The following query allows you to predict next week's web service traffic:

let min_t = datetime(2017-01-05);
let max_t = datetime(2017-02-03 22:00);
let dt = 2h;
let horizon=7d;
demo_make_series2
| make-series num=avg(num) on TimeStamp from min_t to max_t+horizon step dt by sid 
| where sid == 'TS1'   //  select a single time series for a cleaner visualization
| extend forecast = series_decompose_forecast(num, toint(horizon/dt))
| render timechart with(title='Web app. traffic of a month, forecasting the next week by Time Series Decomposition')

Time series forecasting.

  • Original metric (in red). Future values are missing and set to 0, by default.
  • Extrapolate the baseline component (in blue) to predict next week's values.

Scalability

Kusto Query Language syntax enables a single call to process multiple time series. Its unique optimized implementation allows for fast performance, which is critical for effective anomaly detection and forecasting when monitoring thousands of counters in near real-time scenarios.

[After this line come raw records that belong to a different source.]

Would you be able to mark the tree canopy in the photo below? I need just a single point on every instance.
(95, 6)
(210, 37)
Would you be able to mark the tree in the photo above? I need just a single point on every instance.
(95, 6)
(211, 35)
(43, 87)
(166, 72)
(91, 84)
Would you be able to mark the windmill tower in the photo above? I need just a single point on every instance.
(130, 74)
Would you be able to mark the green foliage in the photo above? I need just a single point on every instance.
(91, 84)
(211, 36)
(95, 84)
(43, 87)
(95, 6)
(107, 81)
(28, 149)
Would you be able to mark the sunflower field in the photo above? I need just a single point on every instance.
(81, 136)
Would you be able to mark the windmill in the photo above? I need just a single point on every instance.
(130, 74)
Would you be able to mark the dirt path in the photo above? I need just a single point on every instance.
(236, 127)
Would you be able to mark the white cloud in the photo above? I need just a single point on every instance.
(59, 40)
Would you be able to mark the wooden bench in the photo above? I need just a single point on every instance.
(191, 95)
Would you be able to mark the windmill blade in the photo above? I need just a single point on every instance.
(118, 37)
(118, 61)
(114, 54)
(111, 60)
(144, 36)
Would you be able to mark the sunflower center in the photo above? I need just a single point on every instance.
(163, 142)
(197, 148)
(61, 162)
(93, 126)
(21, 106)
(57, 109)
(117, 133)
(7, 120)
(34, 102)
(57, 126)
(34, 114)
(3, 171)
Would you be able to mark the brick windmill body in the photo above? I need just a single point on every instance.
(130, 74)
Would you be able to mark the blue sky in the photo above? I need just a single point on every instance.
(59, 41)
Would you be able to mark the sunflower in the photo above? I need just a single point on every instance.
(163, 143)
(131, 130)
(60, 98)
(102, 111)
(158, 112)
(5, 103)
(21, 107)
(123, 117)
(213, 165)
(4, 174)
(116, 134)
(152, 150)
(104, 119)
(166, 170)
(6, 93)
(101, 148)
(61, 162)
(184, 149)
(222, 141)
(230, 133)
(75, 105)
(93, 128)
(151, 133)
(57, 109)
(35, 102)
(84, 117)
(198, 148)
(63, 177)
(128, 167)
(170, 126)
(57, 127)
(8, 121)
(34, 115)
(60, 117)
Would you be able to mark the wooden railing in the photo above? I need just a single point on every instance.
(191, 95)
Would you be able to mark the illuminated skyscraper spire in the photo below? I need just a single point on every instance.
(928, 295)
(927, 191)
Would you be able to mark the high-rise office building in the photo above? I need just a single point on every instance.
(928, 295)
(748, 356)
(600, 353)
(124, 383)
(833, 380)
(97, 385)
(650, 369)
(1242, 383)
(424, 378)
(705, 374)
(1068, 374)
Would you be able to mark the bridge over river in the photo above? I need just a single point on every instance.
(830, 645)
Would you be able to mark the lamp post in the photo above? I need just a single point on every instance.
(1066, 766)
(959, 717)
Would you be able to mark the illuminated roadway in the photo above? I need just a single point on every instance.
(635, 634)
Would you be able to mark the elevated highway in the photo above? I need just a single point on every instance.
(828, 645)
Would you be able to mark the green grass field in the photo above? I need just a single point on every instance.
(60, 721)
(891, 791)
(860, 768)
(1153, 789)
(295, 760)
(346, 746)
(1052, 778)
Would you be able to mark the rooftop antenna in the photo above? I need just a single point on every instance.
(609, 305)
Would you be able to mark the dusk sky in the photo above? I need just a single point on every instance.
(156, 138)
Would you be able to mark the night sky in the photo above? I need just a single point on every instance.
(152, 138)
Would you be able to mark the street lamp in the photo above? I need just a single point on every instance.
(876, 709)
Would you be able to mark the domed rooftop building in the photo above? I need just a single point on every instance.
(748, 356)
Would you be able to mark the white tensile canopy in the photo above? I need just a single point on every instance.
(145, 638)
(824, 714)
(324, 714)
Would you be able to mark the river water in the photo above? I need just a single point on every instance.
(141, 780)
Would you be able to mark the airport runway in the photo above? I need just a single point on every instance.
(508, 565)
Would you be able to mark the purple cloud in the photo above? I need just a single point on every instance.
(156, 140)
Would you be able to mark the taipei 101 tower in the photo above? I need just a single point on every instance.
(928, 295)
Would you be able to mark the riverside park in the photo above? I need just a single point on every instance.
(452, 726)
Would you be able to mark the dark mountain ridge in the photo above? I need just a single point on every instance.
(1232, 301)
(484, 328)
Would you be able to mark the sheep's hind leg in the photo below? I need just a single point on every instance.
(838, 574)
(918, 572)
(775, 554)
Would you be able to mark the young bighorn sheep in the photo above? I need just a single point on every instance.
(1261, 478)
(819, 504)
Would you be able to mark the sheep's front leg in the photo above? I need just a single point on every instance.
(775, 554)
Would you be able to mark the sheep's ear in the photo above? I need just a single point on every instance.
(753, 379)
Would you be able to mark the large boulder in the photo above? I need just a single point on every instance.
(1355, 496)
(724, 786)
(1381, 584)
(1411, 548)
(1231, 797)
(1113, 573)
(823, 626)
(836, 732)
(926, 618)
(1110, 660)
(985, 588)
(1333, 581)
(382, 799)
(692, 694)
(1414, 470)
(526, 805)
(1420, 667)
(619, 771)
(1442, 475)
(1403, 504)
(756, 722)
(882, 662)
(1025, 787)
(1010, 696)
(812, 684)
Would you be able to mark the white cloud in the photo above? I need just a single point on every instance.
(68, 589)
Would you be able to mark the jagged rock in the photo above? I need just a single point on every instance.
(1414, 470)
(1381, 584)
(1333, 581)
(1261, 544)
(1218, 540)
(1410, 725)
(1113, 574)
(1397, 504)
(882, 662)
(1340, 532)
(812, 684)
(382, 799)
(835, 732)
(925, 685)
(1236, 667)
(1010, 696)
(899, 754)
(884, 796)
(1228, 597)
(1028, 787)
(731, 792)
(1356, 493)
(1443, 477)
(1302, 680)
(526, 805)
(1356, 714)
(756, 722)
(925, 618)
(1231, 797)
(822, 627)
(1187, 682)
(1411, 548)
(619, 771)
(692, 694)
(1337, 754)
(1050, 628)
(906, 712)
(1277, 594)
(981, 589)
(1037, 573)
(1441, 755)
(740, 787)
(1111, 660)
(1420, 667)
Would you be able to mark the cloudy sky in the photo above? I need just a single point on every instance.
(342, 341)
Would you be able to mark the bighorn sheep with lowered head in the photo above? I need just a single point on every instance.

The following query shows the processing of three time series simultaneously:

let min_t = datetime(2017-01-05);
let max_t = datetime(2017-02-03 22:00);
let dt = 2h;
let horizon=7d;
demo_make_series2
| make-series num=avg(num) on TimeStamp from min_t to max_t+horizon step dt by sid
| extend offset=case(sid=='TS3', 4000000, sid=='TS2', 2000000, 0)   //  add artificial offset for easy visualization of multiple time series
| extend num=series_add(num, offset)
| extend forecast = series_decompose_forecast(num, toint(horizon/dt))
| render timechart with(title='Web app. traffic of a month, forecasting the next week for 3 time series')

Time series scalability.

Summary

This document details native KQL functions for time series anomaly detection and forecasting. Each original time series is decomposed into seasonal, trend and residual components for detecting anomalies and/or forecasting. These functionalities can be used for near real-time monitoring scenarios, such as fault detection, predictive maintenance, and demand and load forecasting.